Emmanuelle et [moi]

Quel autre film érotique a attiré près de 9 millions de spectateurs dans les salles françaises et plus de 50 millions dans le monde. Aucun. “Le succès fut tel qu’une salle le programma à Paris pendant 10 ans, proposant en été un sous-titrage en anglais pour les touristes.

Je n’étais pas née à la sortie en salle de THE film érotique français (1974) mais je n’ai pas honte de dire que pour moi c’est un film culte (même si la miss le trouve kitchissime et ringard à souhaits). J’ai adoré adore ce film ! Vous savez quoi ? Eh bien je le revoie toujours avec autant de plaisir (sans vouloir faire de jeu de mots déplacé).

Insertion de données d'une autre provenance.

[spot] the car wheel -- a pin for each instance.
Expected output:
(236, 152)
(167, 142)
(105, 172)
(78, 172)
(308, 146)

Pour ceux qui débarquent d’une autre planète, je rappelle le synopsis:
Emmanuelle, une jeune femme aisée, rejoint son mari, un diplomate en poste à Bangkok. Le trajet l’ennuie et la belle oisive s’offre à deux passagers sans attendre l’atterrissage. L’ennui persistant, Emmanuelle use sans ménagement de la totale liberté qu’entend lui laisser son mari, soucieux d’amener sa femme à plus d’abandon. Elle fait la rencontre de deux jeunes femmes, Marie-Ange et Bee, qui l’initient aux jeux de l’amour. Emmanuelle découvre donc le goût des très jeunes filles en fleur, puis les séductions du sadisme bien tempéré avec Bee, avant de confier à l’inénarrable Mario, professeur d’érotisme réputé en Thaïlande, le soin de lui faire parcourir toute la gamme des plaisirs…

Euh… pas besoin de vous dire que ses aventures avec les hommes et les scènes qui s’y rapportent ne sont pas restées gravées dans ma mémoire hein ? Non. Je pense que non. Par contre la scène au bord de la piscine avec Marie-Ange où elle voit et rencontre Bee pour la première fois… c’est une autre paire de manches.

Souvenez-vous.

[Extérieur jour. Emmanuelle, nue, allongée sur sa serviette au bord de la piscine. Marie-Ange la rejoint.]

Emmanuelle: Oh c’est vous… Vous m’avez fait peur.
Marie-Ange: Je fais toujours un peu peur…

[S'en suit une discussion sur les infidélités d'Emmanuelle.]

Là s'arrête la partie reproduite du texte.